Subversions, La repressione e il suo piccolo mondo
Di fronte all’evoluzione del dominio, gli autori di sinistra si indignano. Una deriva totalitaria. L’eliminazione della sfera privata. La sospensione dei diritti fondamentali. Lo stato d’eccezione. Se alla fine del XIX secolo le leggi instaurate in Francia per reprimere il movimento anarchico sono comunemente conosciute come «leggi scellerate», ciò comporta appunto che esistano leggi che non sono «scellerate». La maggior parte degli anarchici dell’epoca hanno adottato questa definizione, anche se nei loro cuori e nelle loro menti hanno sempre ritenuto che, per dirla con Albert Libertad, «tutte le leggi sono scellerate». Ma quando lo Stato dà un giro di vite, è facile crogiolarsi in un sentimento di nostalgia pur inappropriato.

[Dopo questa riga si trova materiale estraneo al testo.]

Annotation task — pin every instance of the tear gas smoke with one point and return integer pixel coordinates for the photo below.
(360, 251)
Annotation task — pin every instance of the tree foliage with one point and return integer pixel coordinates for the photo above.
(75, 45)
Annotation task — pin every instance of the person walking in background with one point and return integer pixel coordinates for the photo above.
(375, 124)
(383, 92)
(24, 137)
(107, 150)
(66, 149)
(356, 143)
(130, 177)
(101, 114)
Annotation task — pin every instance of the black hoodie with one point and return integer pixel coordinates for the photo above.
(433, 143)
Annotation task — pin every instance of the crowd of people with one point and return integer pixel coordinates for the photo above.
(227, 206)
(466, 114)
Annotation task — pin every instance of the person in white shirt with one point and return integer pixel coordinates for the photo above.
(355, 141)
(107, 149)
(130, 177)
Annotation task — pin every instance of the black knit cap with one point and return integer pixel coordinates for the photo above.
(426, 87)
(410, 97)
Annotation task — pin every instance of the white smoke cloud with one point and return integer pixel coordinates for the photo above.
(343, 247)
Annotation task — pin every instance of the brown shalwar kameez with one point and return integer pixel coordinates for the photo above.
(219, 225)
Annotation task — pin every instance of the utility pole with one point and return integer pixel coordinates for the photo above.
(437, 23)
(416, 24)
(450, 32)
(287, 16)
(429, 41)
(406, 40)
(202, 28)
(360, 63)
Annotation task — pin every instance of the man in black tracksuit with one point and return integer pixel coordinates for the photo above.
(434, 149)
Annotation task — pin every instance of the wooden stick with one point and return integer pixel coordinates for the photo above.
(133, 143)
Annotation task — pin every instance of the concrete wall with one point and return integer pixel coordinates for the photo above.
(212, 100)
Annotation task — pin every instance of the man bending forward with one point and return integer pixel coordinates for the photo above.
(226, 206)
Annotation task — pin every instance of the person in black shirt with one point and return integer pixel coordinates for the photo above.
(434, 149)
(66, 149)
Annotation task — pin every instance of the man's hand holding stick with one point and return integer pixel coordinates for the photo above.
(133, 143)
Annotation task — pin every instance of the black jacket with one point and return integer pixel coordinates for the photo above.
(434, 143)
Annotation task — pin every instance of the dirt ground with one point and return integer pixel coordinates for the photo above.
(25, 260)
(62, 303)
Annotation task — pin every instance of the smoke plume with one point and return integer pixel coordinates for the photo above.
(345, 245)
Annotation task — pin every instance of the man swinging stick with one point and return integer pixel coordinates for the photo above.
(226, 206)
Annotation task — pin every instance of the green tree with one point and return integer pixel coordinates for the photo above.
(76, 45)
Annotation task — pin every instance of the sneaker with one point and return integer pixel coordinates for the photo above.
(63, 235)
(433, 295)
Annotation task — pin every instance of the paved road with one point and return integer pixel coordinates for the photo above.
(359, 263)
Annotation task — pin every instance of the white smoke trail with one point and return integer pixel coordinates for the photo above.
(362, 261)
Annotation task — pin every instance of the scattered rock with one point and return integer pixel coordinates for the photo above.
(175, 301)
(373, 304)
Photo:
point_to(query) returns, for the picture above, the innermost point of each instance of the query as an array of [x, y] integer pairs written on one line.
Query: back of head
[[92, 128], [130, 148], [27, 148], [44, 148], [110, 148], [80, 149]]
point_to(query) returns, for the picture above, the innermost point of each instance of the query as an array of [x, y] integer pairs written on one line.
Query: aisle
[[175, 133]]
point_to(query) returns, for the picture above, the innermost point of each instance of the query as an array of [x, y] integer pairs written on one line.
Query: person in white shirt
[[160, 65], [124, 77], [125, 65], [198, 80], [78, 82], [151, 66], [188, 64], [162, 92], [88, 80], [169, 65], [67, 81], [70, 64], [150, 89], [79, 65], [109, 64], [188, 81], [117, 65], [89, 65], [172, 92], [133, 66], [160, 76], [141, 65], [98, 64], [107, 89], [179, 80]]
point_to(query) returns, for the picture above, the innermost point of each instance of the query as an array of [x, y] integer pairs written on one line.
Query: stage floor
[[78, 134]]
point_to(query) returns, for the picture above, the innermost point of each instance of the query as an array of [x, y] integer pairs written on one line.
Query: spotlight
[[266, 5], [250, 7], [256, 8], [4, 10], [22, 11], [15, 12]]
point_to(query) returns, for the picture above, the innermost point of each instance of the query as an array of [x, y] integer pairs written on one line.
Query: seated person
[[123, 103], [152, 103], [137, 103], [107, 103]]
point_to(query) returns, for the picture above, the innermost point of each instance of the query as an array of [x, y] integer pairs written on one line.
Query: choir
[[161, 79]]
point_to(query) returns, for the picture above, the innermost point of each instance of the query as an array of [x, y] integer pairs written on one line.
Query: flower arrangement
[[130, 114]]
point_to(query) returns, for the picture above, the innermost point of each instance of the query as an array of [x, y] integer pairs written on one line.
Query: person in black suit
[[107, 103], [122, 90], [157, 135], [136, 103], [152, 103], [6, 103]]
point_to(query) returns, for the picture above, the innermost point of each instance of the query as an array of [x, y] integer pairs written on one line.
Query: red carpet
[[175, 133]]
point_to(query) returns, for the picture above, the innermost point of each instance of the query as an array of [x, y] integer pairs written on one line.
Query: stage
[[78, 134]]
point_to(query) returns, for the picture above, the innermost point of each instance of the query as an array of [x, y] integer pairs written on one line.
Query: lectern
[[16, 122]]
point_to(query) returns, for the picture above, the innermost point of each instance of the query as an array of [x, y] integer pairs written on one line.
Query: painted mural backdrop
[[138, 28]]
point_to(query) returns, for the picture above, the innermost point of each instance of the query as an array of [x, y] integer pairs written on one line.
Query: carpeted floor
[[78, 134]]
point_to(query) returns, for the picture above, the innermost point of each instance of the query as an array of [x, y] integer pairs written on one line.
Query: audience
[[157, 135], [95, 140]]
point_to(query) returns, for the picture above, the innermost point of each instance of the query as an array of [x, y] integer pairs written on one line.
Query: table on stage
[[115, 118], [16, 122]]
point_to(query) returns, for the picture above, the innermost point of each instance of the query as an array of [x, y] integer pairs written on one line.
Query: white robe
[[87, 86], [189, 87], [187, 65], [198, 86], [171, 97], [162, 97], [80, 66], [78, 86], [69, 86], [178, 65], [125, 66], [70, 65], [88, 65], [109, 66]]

È esattamente questo, e il sostegno ricercato fra gli universitari e gli intellettuali di sinistra sempre ossessionati dall’idea di uno Stato giusto ed egualitario, a disarmarci davanti ai progressi del dominio. Comprendere l’avanzare del nemico è importante, analizzare le sue ipotesi di lavoro è un compito non trascurabile, conoscere e studiare le sue strutture, i suoi uomini, i suoi nodi è essenziale, eludere la sorveglianza con la creatività clandestina è vitale. Ma tutto ciò non servirebbe a nulla se nei nostri cuori non avessimo l’idea dell’anarchia, della libertà, della distruzione dello Stato, ma solo un’indignazione di fronte alle «derive totalitarie» e all’«eccezione diventata modo di gestione». Perché allora, presto o tardi, attraverso la fatica o la promessa, si troverà pur una maniera per adeguarsi al mondo, per gettare le nostre carte sul tavolo e accettare la vittoria del nostro nemico, per giungere a un accordo con questo mondo che ci consenta di «vivere» un poco, di «respirare» un poco. E far scorrere i nostri giorni nell’ignoranza intenzionale, nella rinuncia di noi stessi, nell’attesa nostalgica.
E quindi? Siamo pronti ad affrontare il mostro, crediamo davvero che ciò sia possibile, siamo certi che la vera gioia risieda nel combattere questo mondo, nella libertà della lotta? Alla retorica guerriera dello Stato risponderemo con una vuota retorica guerriera dell’anarchia? O prenderemo le cose un po’ più sul serio, fra la leggerezza e il rigore? È il momento di fare qualche scelta, e di essere consapevoli che i rischi sostenuti sono grandi, ma che il vero rischio è veder spegnersi la fiamma nei nostri cuori. «In questo scivolamento collettivo verso una condizione di sicurezza nel terrore, chi farà scattare il coltello a serramanico?»